All the approaches are based on the same fundamental steps (the principles and outcomes are comprehensible to non-mathematicians even if the actual methods are not):

  • modelling and estimating all candidates’ ‘true scores’ (the true measure of their ability – the average score they would receive if they took many tests of the same subject at the same time – a theoretical concept really)
  • from this, estimating candidates’ ‘true levels’ based on the modelled ‘true scores’
  • comparing ‘true levels’ with the observed levels

The different methods used have different benefits: some try to allow for the fact that tests may be more reliable for some scores than others (e.g. the KS2 tests tend to classify candidates more reliably at level 5 than at level 2); others use a simple model of uniform error across the range of scores. One method (called Item Response Theory) seeks to create a scale of difficulty for items and a scale of ability for candidates. This allows statistical comparisons of candidates who took tests in one year with other candidates who took a different test in another year. ‘Separating out’ a candidate’s ability from a question’s difficulty is very attractive in looking at how candidates would perform on multiple tests (without them actually having to sit all the tests) but it relies on some big assumptions – for example that the test assesses a single trait (such as ‘a candidate’s ability in science’) and doesn’t allow for the fact that some students perform better than their peers in some topics and less well in others.

4. What factors affect reliability and classification accuracy?

Many things can affect reliability: marker inconsistency, differences in test papers from year to year in terms of the content coverage, the types of questions used, the difficulty of the questions and where the level boundaries are set.

Classification accuracy is also affected by how many levels there are in the test results, and the consequent mark range for each level.
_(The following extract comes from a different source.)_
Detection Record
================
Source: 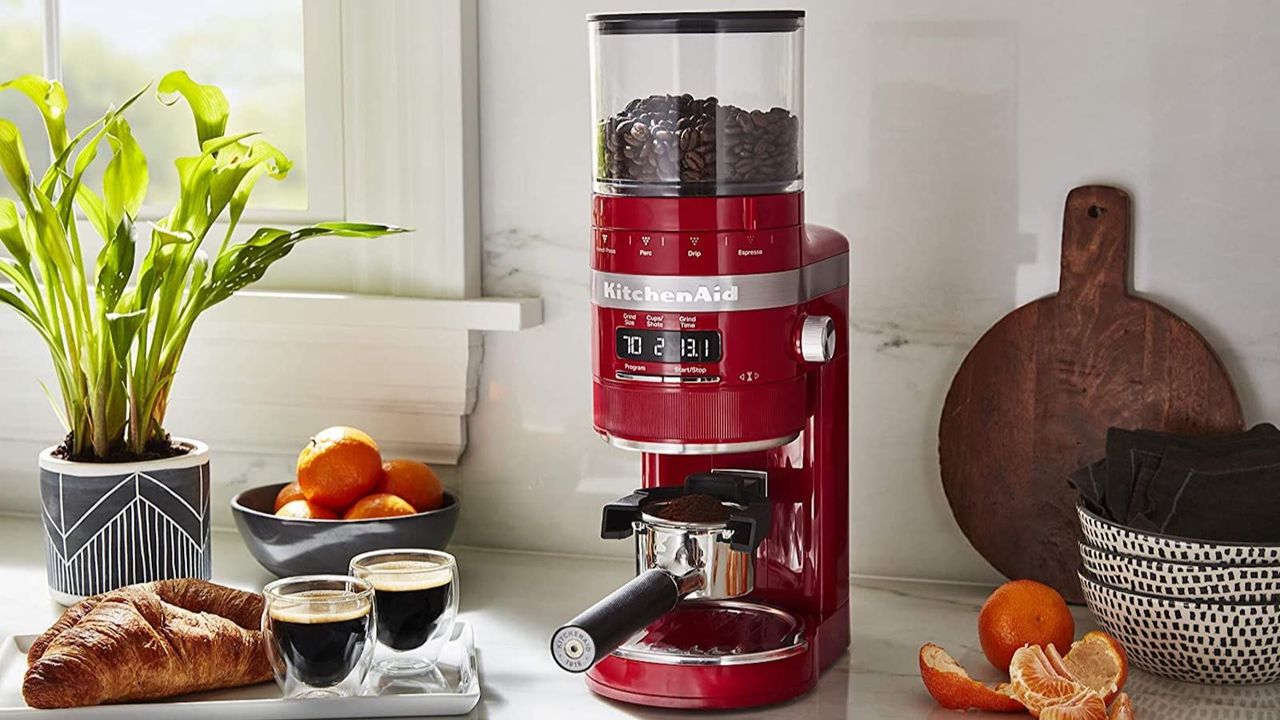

A test may provide people with more information by having more levels (consider for example, the introduction of the A* grade at GCSE and A level) but this will result in a lower level of classification accuracy for all levels.

5. Classification accuracy results for Key Stage 2 tests in 2009 and 2010

The first analysis undertaken looks at the internal consistency of the test – if the test measures a single trait, then good candidates would be expected to do better than weaker candidates on all items. An item that isn’t consistent in this way is testing something other than the single trait, and undermines the internal reliability of the test (and one of the key assumptions for the statistics). KS2 tests in 2009 and 2010 have high levels of internal consistency, particularly when it is considered that the tests are marked by people and the scores therefore include a degree of variance due to marker subjectivity.

Classification accuracy for mathematics was around 90%. The classification accuracy for English was around 85%, and science around 87%. The six methods provided classification accuracies mostly within two percentage points of each other.

These classification accuracies are much higher than those reported in the early days of Key Stage 2 national tests. The increase in classification accuracy is likely to relate to improvements in the reliability of the tests and changes in their structure.

It should be noted that classification accuracy is an estimate based on a population as a whole – it cannot be used for an individual candidate. A candidate whose score is close to a boundary mark is more likely to be misclassified than one whose score is in the middle of the mark range for the level.

Finally, it is clear from the work on the Ofqual Reliability Programme that technical terminology presents problems in many areas of assessment reliability. In this context, ‘candidate level misclassification’ in common meaning suggests a mistake has been made in handling the exams process (for example, a marking error has been made). The statistical term refers to ‘measurement error between the observed and notional ‘true’ scores’ – i.e. not so much a mistake as a measurement of the variance between a notional score (the average score the candidate would receive if they took many tests of the subject one after another) and the actual score they achieved on the particular paper they sat.